Im Vergleich zur großen Datenlage der pharmakologischen Behandlung ist die Datenlage für psychotherapeutische Verfahren geringer. Ferner gilt es zu beachten, dass die psychotherapeutischen Interventionen in nahezu allen Studien als add-on zu einer stabilen antipsychotischen Behandlung erfolgt sind. Von daher können die Effektstärken nicht direkt miteinander verglichen werden und es darf nicht der Rückkehrschluss erfolgen, dass diese Interventionen in der Regel statt der antipsychotischen Medikation in der klinischen Praxis ausreichend seien. Eine Stärke der psychotherapeutischen Evidenzforschung ist darin zu sehen, dass viele der Studien auch Follow-up-Untersuchungen nach einem oder mehreren Jahren durchgeführt haben, und somit die Stabilität der Effekte belegt werden kann.
Im Jahr 2014 passte, mit einiger Verspätung, auch der Gemeinsame Bundesausschuss die Psychotherapie-Richtlinie dem aktuellen Forschungsstand an und erklärte
Psychotherapie bei
Schizophrenie, schizotypen oder
wahnhaften Störungen für uneingeschränkt indiziert.
Die aktuelle Versorgungssituation für Patienten mit einer schizophrenen Psychose ist jedoch sektorübergeifend weiterhin als schwierig abzusehen: Während in der stationären Behandlung psychotherapeutische Elemente aufgegriffen werden, gelingt die psychotherapeutische sektorübergreifende Versorgung mit diesen häufig nicht in dem gewünschten Maße. Spezialisierte Therapeuten mit Erfahrung im Schizophreniebereich im ambulanten Sektor sind weiterhin im Vergleich zur großen Gruppe der Experten für affektive und neurotische Erkrankungen verhältnismäßig dünn gesät und es ist für Menschen mit einer schizophrenen Psychose weiterhin sehr schwierig einen ambulanten Therapieplatz zu erhalten.
Es gibt eine Reihe psychotherapeutischer Ansätze, die empirisch gut belegt sind und in Leitlinien empfohlen werden. Eine Herausforderung für die Zukunft wird es sein, sektorübergreifende Strukturen zu schaffen, die möglichst allen Patienten Zugang zu diesen Angeboten ermöglichen.
Kognitiv-verhaltenstherapeutische Ansätze
Dabei macht der Therapeut deutlich, wie durch dysfunktionale Bewertungen ein Teufelskreis aus Rückzug und Verstärkung der Symptomatik in Gang gesetzt werden kann. Die Umstrukturierung solcher dysfunktionalen Annahmen erfolgt durch die bekannten Techniken kognitiver Umstrukturierung.

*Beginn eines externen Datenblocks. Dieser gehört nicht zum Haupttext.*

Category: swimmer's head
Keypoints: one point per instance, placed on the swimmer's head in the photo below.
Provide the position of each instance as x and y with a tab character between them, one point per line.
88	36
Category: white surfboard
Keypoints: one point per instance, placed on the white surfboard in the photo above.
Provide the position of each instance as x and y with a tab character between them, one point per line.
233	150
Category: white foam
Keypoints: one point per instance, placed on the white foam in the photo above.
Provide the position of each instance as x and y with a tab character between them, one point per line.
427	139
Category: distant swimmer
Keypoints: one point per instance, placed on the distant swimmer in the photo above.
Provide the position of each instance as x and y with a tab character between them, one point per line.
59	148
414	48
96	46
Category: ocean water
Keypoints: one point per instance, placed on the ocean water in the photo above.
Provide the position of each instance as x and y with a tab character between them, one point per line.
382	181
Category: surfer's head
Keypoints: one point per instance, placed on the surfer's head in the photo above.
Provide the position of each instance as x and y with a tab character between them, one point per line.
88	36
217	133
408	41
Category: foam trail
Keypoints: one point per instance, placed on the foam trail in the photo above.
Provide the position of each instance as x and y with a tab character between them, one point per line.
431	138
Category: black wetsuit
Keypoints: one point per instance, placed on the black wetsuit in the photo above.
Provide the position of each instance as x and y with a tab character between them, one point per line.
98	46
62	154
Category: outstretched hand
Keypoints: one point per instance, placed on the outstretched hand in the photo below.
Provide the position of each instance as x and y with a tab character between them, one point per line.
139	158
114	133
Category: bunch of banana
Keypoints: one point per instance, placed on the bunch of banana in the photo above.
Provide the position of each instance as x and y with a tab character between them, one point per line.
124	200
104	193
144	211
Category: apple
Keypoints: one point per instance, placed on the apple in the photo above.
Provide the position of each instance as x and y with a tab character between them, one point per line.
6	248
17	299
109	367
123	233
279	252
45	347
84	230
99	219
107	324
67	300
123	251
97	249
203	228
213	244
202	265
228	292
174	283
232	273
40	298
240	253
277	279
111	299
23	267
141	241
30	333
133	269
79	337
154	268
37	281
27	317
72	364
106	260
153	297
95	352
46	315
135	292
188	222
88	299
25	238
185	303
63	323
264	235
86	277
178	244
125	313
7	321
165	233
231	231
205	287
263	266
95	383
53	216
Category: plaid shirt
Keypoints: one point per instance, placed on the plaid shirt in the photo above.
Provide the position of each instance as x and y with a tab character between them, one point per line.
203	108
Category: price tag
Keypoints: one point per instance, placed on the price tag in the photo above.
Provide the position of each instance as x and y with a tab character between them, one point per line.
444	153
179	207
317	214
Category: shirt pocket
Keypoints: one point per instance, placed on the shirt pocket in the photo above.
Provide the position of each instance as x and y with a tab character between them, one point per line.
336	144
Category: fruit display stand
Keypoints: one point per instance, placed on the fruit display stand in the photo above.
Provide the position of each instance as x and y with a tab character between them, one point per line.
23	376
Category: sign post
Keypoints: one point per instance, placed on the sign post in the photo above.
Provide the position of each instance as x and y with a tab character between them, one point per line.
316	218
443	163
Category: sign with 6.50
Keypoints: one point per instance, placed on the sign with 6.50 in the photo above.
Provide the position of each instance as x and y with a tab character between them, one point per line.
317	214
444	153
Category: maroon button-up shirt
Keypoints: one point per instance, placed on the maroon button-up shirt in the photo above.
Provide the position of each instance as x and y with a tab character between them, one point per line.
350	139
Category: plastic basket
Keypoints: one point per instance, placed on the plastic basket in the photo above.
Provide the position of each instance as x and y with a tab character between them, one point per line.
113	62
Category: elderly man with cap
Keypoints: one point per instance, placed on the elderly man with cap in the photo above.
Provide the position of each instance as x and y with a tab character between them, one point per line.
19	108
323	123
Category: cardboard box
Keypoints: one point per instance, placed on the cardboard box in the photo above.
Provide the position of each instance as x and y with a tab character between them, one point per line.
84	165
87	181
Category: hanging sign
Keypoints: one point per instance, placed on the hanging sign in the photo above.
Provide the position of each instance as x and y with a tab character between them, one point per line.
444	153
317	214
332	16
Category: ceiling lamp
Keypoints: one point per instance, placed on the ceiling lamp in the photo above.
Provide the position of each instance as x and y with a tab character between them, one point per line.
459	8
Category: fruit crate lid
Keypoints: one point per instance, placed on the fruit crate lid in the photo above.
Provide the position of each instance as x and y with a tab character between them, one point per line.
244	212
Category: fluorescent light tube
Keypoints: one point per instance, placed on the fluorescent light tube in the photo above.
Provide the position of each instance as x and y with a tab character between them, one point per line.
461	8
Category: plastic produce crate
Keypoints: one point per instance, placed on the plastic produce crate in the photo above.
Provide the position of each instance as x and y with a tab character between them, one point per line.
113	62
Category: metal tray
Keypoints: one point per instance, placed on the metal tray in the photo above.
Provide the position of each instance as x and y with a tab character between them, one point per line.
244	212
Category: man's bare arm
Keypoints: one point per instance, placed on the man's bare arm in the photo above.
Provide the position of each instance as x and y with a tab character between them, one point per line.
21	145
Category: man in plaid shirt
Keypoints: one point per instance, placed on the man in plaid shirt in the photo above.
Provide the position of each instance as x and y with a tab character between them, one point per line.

Eine weitere gängige Technik zur Behandlung von starkem Rückzugsverhalten lehnt sich an die für die Depressionstherapie entwickelten Techniken zum Aufbau positiver Aktivitäten an. Der Therapeut instruiert den Patienten, Selbstbeobachtungsprotokolle zur Erhebung seiner aktuellen Aktivitäten zu führen. Dabei notiert der Patient seine Gefühle vor, während und nach den Aktivitäten. Ziel ist, den Zusammenhang zwischen Stimmung und Aktivität zu verdeutlichen. Im Anschluss wird der Patient angeleitet, angenehme Aktivitäten nach und nach in seinen Alltag zu integrieren.
Je nach Ergebnis der individuellen Problemanalysen wird auch an weiteren spezifischen Aspekten zu arbeiten sein, die zur Aufrechterhaltung der Negativsymptomatik beitragen. Hierzu zählen beispielsweise das Fehlen bestimmter Fertigkeiten, neuropsychologische Defizite, komorbide
Angststörungen, die familiäre oder Arbeitssituation oder die Medikation.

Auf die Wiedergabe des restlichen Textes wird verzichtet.